Неужели пустота? Неужели вот прямо всё? До сих пор не знаю. Порой мне кажется, что да, а порой – что нет. В любом случае большинство из нас проводили основную часть времени так, как описала Люба: допоздна читали в библиотеке, периодически выходя на улицу поговорить, выпить кофе, покурить Матеевых сигарет. Библиотека стала духовным центром нашей жизни. Нам снились о ней сны – насыщенные, богатые подробностями. Керен, например, однажды приснилось, будто я сняла «протестный документальный фильм» против слишком раннего закрытия библиотеки по пятницам, против ограничений на сроки выдачи книг аспирантам и против дефицита кабин для научной работы; причем эту убийственную социальную критику я сняла на цифровую камеру совместно с Анат, школьной подругой Керен («на самом деле она сейчас живет в Тель-Авиве и исполняет танец живота»), потом фильм показали в библиотечном подвале, где он разжег яростную революцию и вылился в жестокое избиение одного из охранников.
Оглядываясь назад, думаю, что избиение, вероятно, имело под собой историю Мигеля, добродушного трехсотфунтового библиотечного охранника, при входе проверявшего документы и сумки.

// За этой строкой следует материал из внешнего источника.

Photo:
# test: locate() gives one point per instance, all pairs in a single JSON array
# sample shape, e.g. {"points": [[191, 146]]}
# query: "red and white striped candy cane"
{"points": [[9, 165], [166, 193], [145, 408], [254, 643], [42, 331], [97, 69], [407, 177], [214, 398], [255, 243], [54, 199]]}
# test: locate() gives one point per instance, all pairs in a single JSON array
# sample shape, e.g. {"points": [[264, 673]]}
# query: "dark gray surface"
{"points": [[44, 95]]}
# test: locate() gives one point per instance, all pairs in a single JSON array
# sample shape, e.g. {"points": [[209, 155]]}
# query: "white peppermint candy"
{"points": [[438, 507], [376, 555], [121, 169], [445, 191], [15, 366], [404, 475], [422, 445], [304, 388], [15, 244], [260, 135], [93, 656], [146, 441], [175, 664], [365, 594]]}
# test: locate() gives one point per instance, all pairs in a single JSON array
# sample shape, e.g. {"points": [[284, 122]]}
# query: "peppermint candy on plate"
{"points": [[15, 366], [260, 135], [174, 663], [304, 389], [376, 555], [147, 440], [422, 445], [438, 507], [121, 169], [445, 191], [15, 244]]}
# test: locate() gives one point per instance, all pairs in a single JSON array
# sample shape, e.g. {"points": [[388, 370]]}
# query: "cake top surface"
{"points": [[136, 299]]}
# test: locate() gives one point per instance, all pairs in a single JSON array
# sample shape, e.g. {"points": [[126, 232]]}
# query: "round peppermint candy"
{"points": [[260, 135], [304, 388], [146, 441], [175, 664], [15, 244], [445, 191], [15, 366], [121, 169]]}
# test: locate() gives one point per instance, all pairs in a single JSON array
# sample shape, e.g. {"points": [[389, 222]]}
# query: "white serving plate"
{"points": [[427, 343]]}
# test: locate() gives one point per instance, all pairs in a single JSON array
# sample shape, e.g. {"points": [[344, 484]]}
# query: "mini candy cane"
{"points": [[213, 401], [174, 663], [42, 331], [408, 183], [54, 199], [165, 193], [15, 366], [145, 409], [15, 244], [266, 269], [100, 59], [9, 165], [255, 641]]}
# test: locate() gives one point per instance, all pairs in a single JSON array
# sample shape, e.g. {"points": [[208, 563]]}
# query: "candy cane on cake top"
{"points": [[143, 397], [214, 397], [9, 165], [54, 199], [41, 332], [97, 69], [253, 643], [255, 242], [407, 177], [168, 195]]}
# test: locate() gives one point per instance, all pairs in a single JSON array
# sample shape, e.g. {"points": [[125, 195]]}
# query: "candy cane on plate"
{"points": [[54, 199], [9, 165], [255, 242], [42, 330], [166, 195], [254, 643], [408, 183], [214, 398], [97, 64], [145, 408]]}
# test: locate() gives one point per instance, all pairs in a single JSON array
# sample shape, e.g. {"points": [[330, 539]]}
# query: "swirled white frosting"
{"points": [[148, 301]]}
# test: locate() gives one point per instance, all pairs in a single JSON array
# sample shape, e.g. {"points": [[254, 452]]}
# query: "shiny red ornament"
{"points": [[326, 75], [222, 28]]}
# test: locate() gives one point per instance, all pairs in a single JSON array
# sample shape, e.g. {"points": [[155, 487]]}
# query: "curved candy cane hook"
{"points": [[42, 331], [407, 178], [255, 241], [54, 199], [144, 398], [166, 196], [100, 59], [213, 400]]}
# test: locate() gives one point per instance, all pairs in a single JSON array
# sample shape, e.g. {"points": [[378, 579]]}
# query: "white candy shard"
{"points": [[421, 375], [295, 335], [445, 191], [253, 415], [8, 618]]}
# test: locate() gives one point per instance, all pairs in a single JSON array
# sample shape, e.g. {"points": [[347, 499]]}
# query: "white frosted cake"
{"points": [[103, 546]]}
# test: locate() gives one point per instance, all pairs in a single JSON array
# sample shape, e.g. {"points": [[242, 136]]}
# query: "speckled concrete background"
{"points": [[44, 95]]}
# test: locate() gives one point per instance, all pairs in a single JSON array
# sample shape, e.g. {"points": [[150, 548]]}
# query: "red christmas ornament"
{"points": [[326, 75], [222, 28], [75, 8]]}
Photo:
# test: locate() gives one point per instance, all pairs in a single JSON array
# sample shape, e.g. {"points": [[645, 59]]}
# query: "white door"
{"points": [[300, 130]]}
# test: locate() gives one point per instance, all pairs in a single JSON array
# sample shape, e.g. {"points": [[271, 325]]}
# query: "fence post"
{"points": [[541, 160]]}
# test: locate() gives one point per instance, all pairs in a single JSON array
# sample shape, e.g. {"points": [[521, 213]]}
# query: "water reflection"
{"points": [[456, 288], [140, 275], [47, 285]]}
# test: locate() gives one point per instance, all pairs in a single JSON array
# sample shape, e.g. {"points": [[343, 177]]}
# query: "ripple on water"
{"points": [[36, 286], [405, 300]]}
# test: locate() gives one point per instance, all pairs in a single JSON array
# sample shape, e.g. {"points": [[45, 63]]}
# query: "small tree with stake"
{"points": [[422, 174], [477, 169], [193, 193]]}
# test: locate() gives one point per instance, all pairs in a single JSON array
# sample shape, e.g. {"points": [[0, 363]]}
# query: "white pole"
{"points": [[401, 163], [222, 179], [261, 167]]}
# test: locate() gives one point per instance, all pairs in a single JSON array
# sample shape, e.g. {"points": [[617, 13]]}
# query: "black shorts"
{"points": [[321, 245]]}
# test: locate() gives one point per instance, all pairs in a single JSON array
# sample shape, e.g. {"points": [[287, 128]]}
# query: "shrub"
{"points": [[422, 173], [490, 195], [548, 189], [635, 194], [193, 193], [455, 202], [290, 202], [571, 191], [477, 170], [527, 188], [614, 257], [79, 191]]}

Мигель выделялся среди других работников, которые в той или иной степени походили на персонажей Достоевского: крошечная пожилая дама, чей организм, казалось, был специально спроектирован под совмещение максимума раздражительности с минимальной массой тела; гигантский седобородый двойник Санта-Клауса, который в перерывах постоянно играл на балалайке, сидя под оливковым деревом. Но Матей рассказал, как Мигель однажды поздним вечером, когда в библиотеке почти никого не было, признался, что болен неизлечимым раком и что жить ему осталось четыре месяца.